ClassAction 

By Karen Herland

Shakespeare believed that the world was a stage, but Montrealers know that summertime here is a festival.

Montrealers had plenty of opportunity to get festive over the last few months. Magnifying glass

Montrealers had plenty of opportunity to get festive over the last few months.

From the Fringe in springtime to the World Film Festival as the days grow shorter, with stops for Carifete, laughs, jazz, fireworks, beer and les Nuits d’Afrique, you could get festive almost every day of the season. Meanwhile, the Highlights festival offers the opportunity to gather and celebrate during the shortest/coldest days of winter.

Given the gusto with which we throw ourselves into the festivities, you have to wonder if there is not something more than an excuse for a party going on.

Anita Grants thought that the Fine Arts FFAR series of courses (Fine Arts courses not intended for Fine Arts majors) might be a good place to explore the concept further.

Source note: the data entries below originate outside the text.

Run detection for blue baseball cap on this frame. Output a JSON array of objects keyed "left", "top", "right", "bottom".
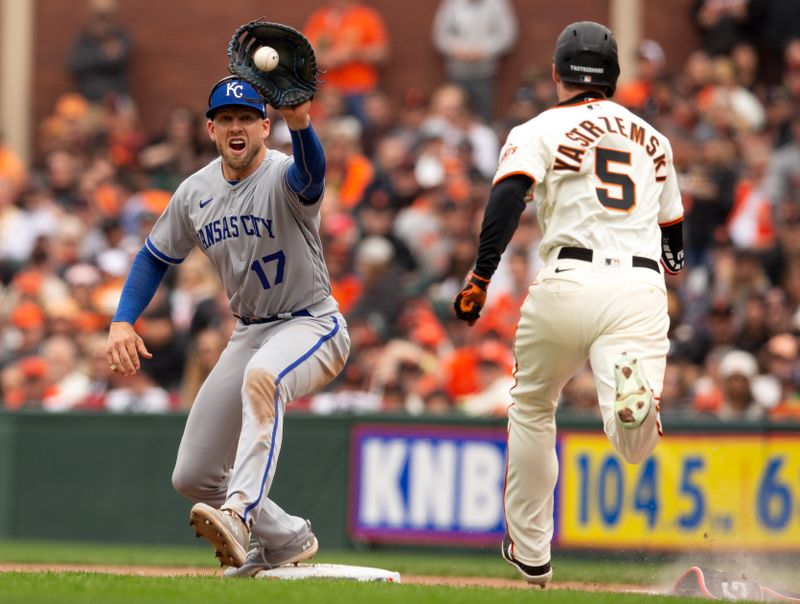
[{"left": 206, "top": 77, "right": 267, "bottom": 119}]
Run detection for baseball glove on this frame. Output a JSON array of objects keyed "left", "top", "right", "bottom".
[{"left": 228, "top": 20, "right": 319, "bottom": 109}]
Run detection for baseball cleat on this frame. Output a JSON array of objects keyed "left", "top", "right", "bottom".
[
  {"left": 500, "top": 533, "right": 553, "bottom": 589},
  {"left": 189, "top": 503, "right": 250, "bottom": 566},
  {"left": 614, "top": 352, "right": 653, "bottom": 430},
  {"left": 224, "top": 520, "right": 319, "bottom": 577}
]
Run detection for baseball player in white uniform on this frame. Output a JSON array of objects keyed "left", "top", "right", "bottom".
[
  {"left": 108, "top": 77, "right": 350, "bottom": 576},
  {"left": 454, "top": 21, "right": 683, "bottom": 586}
]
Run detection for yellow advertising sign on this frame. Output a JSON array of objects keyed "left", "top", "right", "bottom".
[{"left": 556, "top": 432, "right": 800, "bottom": 550}]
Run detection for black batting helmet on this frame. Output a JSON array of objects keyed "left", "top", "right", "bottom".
[{"left": 553, "top": 21, "right": 619, "bottom": 96}]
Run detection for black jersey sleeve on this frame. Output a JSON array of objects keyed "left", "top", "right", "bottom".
[{"left": 475, "top": 174, "right": 533, "bottom": 279}]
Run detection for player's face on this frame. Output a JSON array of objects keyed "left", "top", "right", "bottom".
[{"left": 208, "top": 105, "right": 269, "bottom": 178}]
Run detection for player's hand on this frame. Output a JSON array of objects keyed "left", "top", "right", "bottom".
[
  {"left": 106, "top": 321, "right": 153, "bottom": 375},
  {"left": 278, "top": 101, "right": 311, "bottom": 130},
  {"left": 453, "top": 273, "right": 489, "bottom": 325}
]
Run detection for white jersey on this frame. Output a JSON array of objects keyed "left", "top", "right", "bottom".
[
  {"left": 146, "top": 150, "right": 335, "bottom": 318},
  {"left": 494, "top": 99, "right": 683, "bottom": 262}
]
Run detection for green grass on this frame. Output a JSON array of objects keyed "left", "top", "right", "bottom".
[
  {"left": 0, "top": 540, "right": 677, "bottom": 585},
  {"left": 0, "top": 540, "right": 797, "bottom": 604},
  {"left": 0, "top": 573, "right": 700, "bottom": 604}
]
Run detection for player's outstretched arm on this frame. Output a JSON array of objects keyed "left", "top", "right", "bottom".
[
  {"left": 278, "top": 101, "right": 325, "bottom": 205},
  {"left": 106, "top": 247, "right": 167, "bottom": 375}
]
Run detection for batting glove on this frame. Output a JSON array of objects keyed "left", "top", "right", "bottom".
[{"left": 453, "top": 273, "right": 489, "bottom": 325}]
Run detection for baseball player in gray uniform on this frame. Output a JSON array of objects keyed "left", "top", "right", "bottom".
[
  {"left": 108, "top": 77, "right": 350, "bottom": 576},
  {"left": 454, "top": 21, "right": 683, "bottom": 586}
]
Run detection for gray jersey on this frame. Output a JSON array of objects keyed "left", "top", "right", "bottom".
[{"left": 146, "top": 150, "right": 330, "bottom": 317}]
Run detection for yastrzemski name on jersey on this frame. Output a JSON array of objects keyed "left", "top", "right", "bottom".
[
  {"left": 197, "top": 214, "right": 275, "bottom": 250},
  {"left": 494, "top": 99, "right": 683, "bottom": 262},
  {"left": 553, "top": 115, "right": 667, "bottom": 182}
]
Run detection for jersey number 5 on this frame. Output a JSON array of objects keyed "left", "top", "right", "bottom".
[
  {"left": 250, "top": 250, "right": 286, "bottom": 289},
  {"left": 594, "top": 147, "right": 636, "bottom": 212}
]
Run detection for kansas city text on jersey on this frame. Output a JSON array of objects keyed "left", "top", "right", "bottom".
[
  {"left": 197, "top": 214, "right": 275, "bottom": 250},
  {"left": 553, "top": 115, "right": 667, "bottom": 181}
]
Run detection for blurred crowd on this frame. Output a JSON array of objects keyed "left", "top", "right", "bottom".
[{"left": 0, "top": 0, "right": 800, "bottom": 420}]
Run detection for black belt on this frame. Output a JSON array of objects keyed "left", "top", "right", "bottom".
[
  {"left": 233, "top": 308, "right": 311, "bottom": 325},
  {"left": 558, "top": 247, "right": 661, "bottom": 274}
]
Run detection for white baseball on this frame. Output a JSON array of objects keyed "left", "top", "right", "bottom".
[{"left": 253, "top": 46, "right": 278, "bottom": 71}]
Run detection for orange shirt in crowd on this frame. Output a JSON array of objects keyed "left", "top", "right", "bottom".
[{"left": 303, "top": 3, "right": 388, "bottom": 94}]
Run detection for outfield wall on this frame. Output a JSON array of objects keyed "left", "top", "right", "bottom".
[{"left": 0, "top": 412, "right": 800, "bottom": 551}]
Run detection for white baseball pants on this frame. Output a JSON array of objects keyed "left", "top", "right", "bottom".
[
  {"left": 172, "top": 312, "right": 350, "bottom": 547},
  {"left": 505, "top": 253, "right": 669, "bottom": 566}
]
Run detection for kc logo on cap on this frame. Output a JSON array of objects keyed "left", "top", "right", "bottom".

Many of the courses under this rubric explore aspects of popular culture from an interdisciplinary perspective.

Offering the course in the summertime made perfect sense. “There’s so much going on for free in the summer, there’s culture all around,” Grants said. Having been responsible for the FFAR program for many years, she knows that students from diverse fields take the courses. “If just one person in each course goes somewhere they have never been before, and then goes back once the course is done, well, then we’ve done what we set out to do,” Grants said.

Having Craig Morrison teach its inaugural term was also a logical move.

As an ethnomusicologist, with both classical education and a long-time career teaching courses in jazz, rock and, as of this term, the Beatles, Morrison has been exploring the scope and impact of musical styles and subcultures in the classroom, and on the stage, for decades. He earned his PhD here in the interdisciplinary Humanities program.

The festival course provided an opportunity to bring together concepts from history and sociology, leisure studies and postmodern theory.

Traditionally, feasts were an opportunity to mark change, in season or in circumstance — the harvest or a wedding, for example. Festivals developed from that concept, but have grown to encompass much more. “They are helping people to cope with changes, but they are also linked to the postmodern concept of placelessness,” Morrison said. For a designated period of time, in a designated part of town, people can gather with a common interest and sense of identity.

“This temporary place can also represent an image of a place,” Morrison added. Even if our jazz festival is not quintessentially Montreal, people associate the celebration with the locale and feel that in visiting the annual carnival, they are closer to the local culture and people.

The commercial angle is becoming increasingly prominent, and not just in terms of what food is allowed on site, or the sky-rocketing price of ‘official’ t-shirts and memorabilia. Folk festivals might have once represented an opportunity to form a collective counter-culture, but now corporate and government funds both help shape the events and determine who gets invited to the party.

Students in the course were able to view film footage of classic festivals and meet organizers of current events. Morrison also was able to get tickets for the students to a few official events.